Sanaa Gateja Ugandan , b. 1950
As a student of Jewelry Design at Goldsmith in London in the 1980s, Sanaa Gateja made an unexpected discovery in the form of a ring he found beautiful -that was made during the Second World from paper beads. When he returned to Uganda in 1990, he developed this idea into social work, sharing the method with women and youth in various fragilized communities and in refugee camps across East Africa- to support them in developing local handicraft economies from used, discarded paper.
The collaborative rolling of recycled paper from newspapers, booklets and magazines into hundreds of paper conical beads is also at the core of Gateja’s own artistic work. The beads are dyed, then stitched on barkcloth - a textile with sacred connotations which is still made in a traditional way from the bark of a local ficus.

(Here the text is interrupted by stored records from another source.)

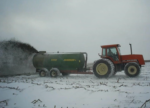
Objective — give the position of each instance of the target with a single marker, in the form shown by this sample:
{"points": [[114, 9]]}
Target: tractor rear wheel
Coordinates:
{"points": [[42, 73], [65, 74], [103, 68], [132, 69], [53, 73]]}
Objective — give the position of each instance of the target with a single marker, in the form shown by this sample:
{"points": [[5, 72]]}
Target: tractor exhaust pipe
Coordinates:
{"points": [[131, 48]]}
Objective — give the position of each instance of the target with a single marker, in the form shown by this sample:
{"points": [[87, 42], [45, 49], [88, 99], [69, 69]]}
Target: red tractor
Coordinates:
{"points": [[112, 62]]}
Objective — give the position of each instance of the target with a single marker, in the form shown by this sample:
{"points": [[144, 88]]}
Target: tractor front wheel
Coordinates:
{"points": [[132, 69]]}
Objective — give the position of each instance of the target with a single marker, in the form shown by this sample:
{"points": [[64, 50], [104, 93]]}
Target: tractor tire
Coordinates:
{"points": [[65, 74], [42, 73], [103, 68], [53, 73], [132, 69]]}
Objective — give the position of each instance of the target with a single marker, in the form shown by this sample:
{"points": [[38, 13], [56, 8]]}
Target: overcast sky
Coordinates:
{"points": [[78, 25]]}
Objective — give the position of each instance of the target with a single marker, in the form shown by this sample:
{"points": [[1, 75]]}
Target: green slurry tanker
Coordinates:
{"points": [[111, 61], [65, 63]]}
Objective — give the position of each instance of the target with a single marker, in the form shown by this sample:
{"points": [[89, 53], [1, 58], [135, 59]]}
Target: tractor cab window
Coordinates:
{"points": [[104, 52], [112, 52]]}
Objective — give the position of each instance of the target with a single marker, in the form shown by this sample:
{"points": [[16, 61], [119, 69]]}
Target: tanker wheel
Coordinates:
{"points": [[53, 73], [103, 68], [132, 69], [42, 73], [65, 74]]}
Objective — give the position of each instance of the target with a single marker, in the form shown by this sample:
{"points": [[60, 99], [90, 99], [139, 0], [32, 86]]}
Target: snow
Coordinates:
{"points": [[76, 91]]}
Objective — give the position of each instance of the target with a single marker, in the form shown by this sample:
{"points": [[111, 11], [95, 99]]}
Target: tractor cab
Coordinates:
{"points": [[111, 52]]}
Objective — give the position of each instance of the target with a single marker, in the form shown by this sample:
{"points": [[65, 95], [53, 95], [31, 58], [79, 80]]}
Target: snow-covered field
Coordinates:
{"points": [[76, 91]]}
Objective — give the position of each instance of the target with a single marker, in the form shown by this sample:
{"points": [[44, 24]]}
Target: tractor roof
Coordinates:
{"points": [[114, 45]]}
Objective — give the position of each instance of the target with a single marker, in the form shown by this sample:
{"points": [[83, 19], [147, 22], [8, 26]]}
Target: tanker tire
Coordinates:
{"points": [[65, 74], [132, 69], [103, 68], [53, 73], [42, 73]]}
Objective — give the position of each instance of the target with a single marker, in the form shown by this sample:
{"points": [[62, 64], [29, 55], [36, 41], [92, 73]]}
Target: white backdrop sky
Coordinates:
{"points": [[78, 25]]}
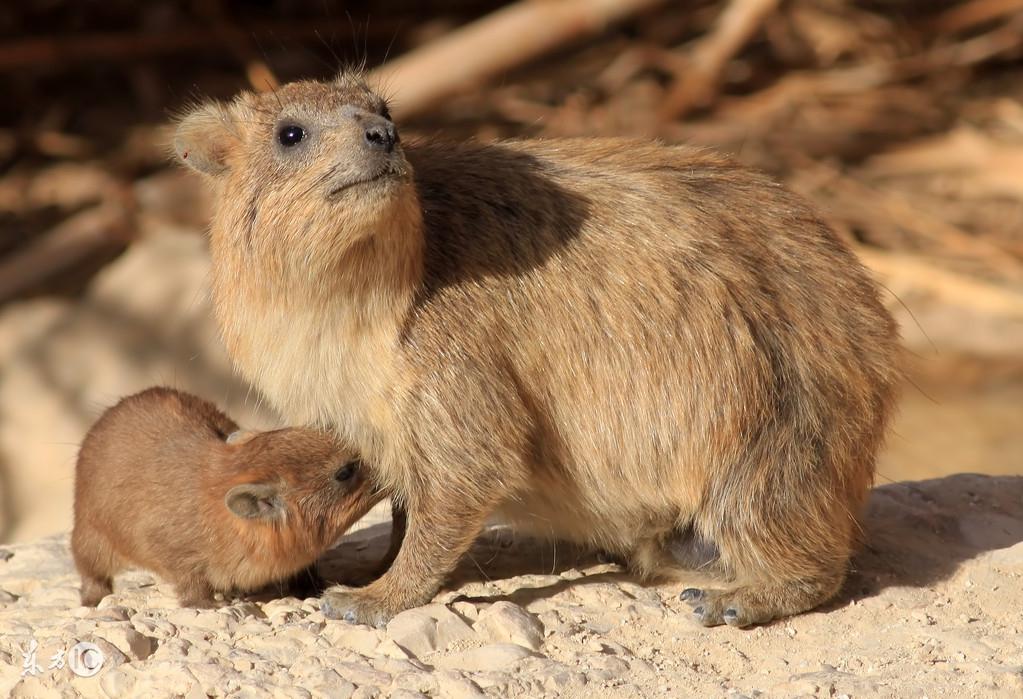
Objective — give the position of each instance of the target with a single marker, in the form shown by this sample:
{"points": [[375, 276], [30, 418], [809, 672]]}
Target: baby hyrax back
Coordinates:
{"points": [[166, 481]]}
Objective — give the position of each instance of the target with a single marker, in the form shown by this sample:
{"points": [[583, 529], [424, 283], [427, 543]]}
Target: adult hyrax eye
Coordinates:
{"points": [[346, 472], [291, 134]]}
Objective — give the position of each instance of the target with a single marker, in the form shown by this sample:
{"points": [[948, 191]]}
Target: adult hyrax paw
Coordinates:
{"points": [[354, 606], [716, 607]]}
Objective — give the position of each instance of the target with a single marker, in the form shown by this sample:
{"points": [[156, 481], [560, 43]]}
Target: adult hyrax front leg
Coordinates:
{"points": [[608, 341]]}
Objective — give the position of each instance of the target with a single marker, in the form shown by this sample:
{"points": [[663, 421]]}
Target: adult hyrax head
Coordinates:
{"points": [[167, 482], [642, 347], [308, 160]]}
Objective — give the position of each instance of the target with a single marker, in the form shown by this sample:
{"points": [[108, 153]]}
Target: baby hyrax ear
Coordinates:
{"points": [[205, 138], [256, 501], [239, 437]]}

Cutting across still life, portraiture or abstraction, the haptic, and vibrant ‘tapestries’ hence produced, point out to East African cultural and spiritual heritage, the vernacular, and agricultural values. When one gets closer to the tapestry, the broken letters of the original paper charge the work as if with a mysterious language to decrypt, or suggest the constant, scattered information we are subjected to –that remains at the
back of our consciousness.
In recent years Gateja’ s work has been commenting regularly on the destruction of the environment in Uganda, due to climate change, forest logging and agricultural mismanagement.